Western Digital partnered with Real Intent to enhance Real Intent’s Meridian CDC tool to understand these architectural assumptions. Independently, they worked on formal and dynamic means to verify the above assumptions and constraints.

This enhanced methodology allowed them to identify whether there were any incorrect reset synchronization issues.

By reducing the noise significantly in the CDC analysis, they could focus on actual violations. It also allowed them to catch reset & clock connectivity issues when the IP didn’t connect to the correct signals from the central unit.

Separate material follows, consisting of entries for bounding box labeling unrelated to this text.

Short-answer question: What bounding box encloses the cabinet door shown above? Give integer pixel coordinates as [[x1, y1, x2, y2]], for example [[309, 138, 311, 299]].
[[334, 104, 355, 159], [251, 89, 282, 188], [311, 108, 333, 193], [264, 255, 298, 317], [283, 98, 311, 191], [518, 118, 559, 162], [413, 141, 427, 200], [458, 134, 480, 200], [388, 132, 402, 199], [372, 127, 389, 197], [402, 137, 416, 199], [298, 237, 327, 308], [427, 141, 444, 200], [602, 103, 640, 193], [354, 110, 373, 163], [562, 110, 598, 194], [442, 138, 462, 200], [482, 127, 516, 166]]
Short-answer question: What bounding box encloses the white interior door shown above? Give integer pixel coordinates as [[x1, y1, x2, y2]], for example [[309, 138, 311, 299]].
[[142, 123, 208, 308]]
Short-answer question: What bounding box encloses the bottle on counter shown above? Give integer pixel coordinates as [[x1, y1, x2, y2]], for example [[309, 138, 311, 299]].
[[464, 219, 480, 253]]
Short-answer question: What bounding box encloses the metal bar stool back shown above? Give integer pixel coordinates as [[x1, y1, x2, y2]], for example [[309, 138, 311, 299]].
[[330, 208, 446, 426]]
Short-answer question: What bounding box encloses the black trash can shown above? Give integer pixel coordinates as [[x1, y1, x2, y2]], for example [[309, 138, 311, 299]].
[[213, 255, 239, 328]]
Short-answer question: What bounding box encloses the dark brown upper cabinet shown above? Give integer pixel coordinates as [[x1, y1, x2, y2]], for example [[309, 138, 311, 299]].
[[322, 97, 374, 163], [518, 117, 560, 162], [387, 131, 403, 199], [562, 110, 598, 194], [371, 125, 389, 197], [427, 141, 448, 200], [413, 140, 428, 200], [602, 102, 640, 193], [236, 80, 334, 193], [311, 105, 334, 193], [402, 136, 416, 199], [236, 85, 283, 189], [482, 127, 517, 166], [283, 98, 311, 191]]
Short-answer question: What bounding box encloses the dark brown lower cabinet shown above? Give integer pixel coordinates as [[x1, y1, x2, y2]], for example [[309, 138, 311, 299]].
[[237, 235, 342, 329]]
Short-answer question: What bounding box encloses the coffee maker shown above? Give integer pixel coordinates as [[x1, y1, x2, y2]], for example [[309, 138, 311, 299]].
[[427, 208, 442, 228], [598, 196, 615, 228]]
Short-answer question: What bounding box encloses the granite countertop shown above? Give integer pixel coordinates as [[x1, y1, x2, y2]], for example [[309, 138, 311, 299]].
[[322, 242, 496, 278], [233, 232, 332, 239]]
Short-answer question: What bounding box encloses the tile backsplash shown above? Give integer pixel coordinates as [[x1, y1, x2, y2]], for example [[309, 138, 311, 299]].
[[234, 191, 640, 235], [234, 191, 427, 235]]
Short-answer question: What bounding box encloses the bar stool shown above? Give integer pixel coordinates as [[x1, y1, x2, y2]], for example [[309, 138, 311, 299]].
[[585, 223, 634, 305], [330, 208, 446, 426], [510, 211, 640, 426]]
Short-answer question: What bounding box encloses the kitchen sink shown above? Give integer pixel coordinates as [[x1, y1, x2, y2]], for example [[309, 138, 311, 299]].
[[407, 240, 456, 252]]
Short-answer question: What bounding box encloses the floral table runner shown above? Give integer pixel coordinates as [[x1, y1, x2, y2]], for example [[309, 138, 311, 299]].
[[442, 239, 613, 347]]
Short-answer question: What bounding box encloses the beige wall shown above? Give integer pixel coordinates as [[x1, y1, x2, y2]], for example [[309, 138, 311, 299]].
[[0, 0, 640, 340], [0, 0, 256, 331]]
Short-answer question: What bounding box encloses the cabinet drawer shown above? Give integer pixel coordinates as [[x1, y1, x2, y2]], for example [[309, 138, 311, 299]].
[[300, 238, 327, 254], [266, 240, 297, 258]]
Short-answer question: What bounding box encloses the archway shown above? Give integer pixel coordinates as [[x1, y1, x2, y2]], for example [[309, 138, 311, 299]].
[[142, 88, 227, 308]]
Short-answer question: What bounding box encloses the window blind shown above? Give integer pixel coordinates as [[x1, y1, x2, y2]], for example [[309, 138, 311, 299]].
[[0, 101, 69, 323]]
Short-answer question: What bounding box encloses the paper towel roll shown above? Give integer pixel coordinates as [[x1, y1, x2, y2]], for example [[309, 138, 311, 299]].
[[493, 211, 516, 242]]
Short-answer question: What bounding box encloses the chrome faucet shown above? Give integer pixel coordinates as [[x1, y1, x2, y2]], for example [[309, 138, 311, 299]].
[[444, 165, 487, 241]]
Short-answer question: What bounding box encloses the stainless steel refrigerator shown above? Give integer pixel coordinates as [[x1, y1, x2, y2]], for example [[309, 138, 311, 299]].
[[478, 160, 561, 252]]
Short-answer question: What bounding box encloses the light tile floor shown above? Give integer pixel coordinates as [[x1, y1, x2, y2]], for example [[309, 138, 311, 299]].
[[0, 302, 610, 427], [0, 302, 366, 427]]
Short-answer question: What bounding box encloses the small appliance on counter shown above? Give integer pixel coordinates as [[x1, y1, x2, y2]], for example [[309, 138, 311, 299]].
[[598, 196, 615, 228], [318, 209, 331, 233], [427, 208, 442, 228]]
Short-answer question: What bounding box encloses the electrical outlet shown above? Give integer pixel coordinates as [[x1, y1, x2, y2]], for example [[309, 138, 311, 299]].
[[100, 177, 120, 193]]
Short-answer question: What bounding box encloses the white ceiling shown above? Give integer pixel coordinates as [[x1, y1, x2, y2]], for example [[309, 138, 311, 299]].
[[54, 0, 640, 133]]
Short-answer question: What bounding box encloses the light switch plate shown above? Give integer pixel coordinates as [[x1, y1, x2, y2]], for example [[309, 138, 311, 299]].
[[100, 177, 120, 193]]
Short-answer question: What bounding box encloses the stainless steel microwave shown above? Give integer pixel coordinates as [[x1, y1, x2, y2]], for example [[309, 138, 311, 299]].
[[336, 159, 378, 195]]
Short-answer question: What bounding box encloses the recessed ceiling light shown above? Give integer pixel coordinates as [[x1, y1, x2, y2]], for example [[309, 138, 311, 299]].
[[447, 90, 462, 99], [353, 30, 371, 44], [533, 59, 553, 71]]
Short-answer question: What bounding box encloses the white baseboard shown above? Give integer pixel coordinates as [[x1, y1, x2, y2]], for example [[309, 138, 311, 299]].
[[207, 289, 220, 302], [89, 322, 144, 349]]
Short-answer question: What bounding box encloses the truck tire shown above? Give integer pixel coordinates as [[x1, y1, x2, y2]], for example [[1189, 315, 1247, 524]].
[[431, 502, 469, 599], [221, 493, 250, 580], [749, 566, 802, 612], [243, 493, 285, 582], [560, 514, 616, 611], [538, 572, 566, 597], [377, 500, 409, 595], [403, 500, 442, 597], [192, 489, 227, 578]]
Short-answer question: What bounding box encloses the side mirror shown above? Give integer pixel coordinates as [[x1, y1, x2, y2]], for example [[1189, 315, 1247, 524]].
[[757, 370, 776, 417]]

They signed-off on using this methodology the first time. The design was

  • ~6 million gates
  • Had ~64 blocks with different resets

Without the enhanced methodology, Western Digital  used to get around 800K reset related CDC violations on this SoC. With the enhanced methodology:

  • They had zero violations
  • Missed none of the issues

Western Digital also used netlist simulations to confirm there were no real reset related CDC violations on the design.

Conclusion

The clock and reset architecture complexity is increasing for Western Digital’s SoCs. Their WDC memory controllers have non-trivial reset and clock interactions.

Mukesh needed enhancements to the design team’s incumbent CDC methodology to improve efficiency.

Western Digital collaborated with Real Intent to develop and enhanced clock and reset verification methodology to make the Meridian CDC static sign-off tool aware of Western Digital’s clock and reset architectures.

The result was they were able to:

  • Exponentially reduce the CDC sign-off noise and debug effort.
  • Catch corner-case reset synchronization issues because only real violations were flagged with the enhanced methodology.

Western Digital verified their assumptions using formal and dynamic means — and signed-off successfully on the chip.